Even without that option, if a license is suspended, it usually is for a reason. And more often than not the reason is that the driver is not safe for the environment. The risk of losing whatever is dear to them if they lose the licence is a something that should have been taken into consideration before whatever lead to the suspension.
Treczoks
Loss of security of employment, thus security of water, food, clothing, shelter, sleep, and defense for self and children, is not a humane punishment. It inhibits the individual’s ability to rehabilitate themselves. Perhaps you should’ve thought about this before demonstrating in public your lack of basic human empathy, now preserved in quote.
Loss of security of employment, thus security of water, food, clothing, shelter, sleep, and defense for self and children, is not a humane punishment.
Here, at least, suspending a license is done only when a driver has definitely shown that he or she is a danger for other people.

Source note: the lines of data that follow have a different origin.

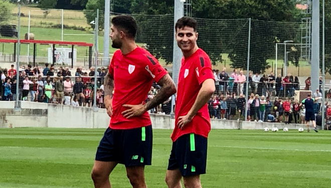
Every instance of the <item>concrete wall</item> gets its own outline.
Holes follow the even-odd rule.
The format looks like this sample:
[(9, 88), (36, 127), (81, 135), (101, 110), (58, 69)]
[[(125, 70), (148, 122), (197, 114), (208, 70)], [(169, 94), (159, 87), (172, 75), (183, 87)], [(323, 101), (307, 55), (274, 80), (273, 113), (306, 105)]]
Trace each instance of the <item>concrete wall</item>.
[[(92, 108), (20, 101), (22, 110), (15, 111), (14, 101), (0, 102), (0, 127), (47, 127), (53, 128), (103, 128), (108, 127), (110, 118), (104, 109), (94, 111)], [(172, 129), (175, 120), (170, 116), (150, 114), (153, 128)], [(212, 129), (270, 129), (285, 126), (289, 129), (305, 127), (301, 124), (272, 123), (213, 119)]]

For somemone going through a school zone with 90km/h or driving completely drunk, I care more for the actual or potential victims of the driver than the drivers’ ease of transport.
Predicating your very survival on a privilege that you may not always be entitled to is hopefully something that will be bred out of the species in a few more generations.
I’m not sure what your point is supposed to be. Look, people become disabled and have to stop driving very, very frequently. People lose their earning ability and cannot afford to keep driving very, very frequently. I know you can’t wrap your head around it, but it’s not a fucking death sentence. It’s just a life change.
Where is the human empathy if the suspended driver harms or kills another community memeber in a car crash?
If a person has harmed others, and is likely to do more harm in the future, it’s appropriate to remove them from society. This is why prisons exist.
Drivers licence suspension typically is the consequence of crimes that are too minor to warrant prison. In this case, the perpetrator has the chance to make changes to their life to avoid prison. For example, they can accept slow public transit, bike to work, get a closer job, move to a place where it’s easier to live without a car.
Obviously, It will be challenging for the perpetrator to reorganize their life in a way that does not require them to risk harming others, and many will fail.
But your argument that society is required to accept being victimized by dangerous drivers because it would be inhumane to force them to use alternative forms of transportation (used by millions of people too poor to afford a car, even in the most car dependent cities) is absurd.
They’re expected to fail and end up in prison. But, you recommend it. That’s not only absurd, but also inhumane and unethical.